- Camii Şerif Mahallesi, 118. Cadde, No:11 - 33060 Mersin

Information
- Type: Primary School
- Established: 1944

= Mersin Üçocak Elementary school =

Mersin Üçocak İlköğretim Okulu (Mersin Üçocak Elementary School) is a public school in Mersin, Turkey.

The school was founded as a Catholic school by the Capucine friers in the 19th century. (see Mersin Catholic Church). In 1923 it was transferred to public authorities to be used as a school. In addition to office quarters, there are two main buildings (and a new building)
- 1.Building: Up to 1928 this building was used as a 5 years-primary school and up to 1945 it was used as a 3 years-secondary school. Between 1945 and 1966 the building was a technical secondary school for boys. After 1966, the building was again used as a secondary school and was named Mersin school.
- 2.Building :Up to 1934 it was a girls’ primary school. Between 1934 and 1941 it was the French consulate. 1944 it was opened as a primary school.
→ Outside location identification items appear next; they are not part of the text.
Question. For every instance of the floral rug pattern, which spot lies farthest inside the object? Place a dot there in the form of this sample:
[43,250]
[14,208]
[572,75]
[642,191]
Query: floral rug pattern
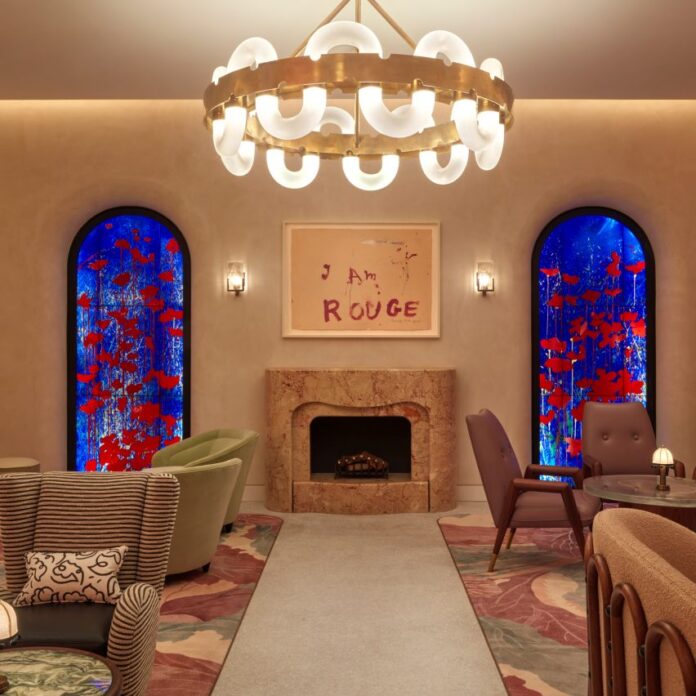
[532,609]
[201,612]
The school used three names, up to 1945 Yuva, Up to 1974 Beşocak (5 January) and after 1974 Üçocak (3.of January) where the two dates refer to the end of French occupation at the end of the First World War (5.of January refers to liberation of most of Çukurova; 3.of January refers to liberation of Mersin) . In 1968 a new building was constructed on the yard of the former school and the classrooms were transferred to the new building. The original building is now under renewal.

In 1998 the Turkish government decided to merge the primary and secondary schools to form 8 years elementary schools. So the two schools were merged. The name of the secondary school and the primary school were also merged; so the school was named as Mersin Üçocak.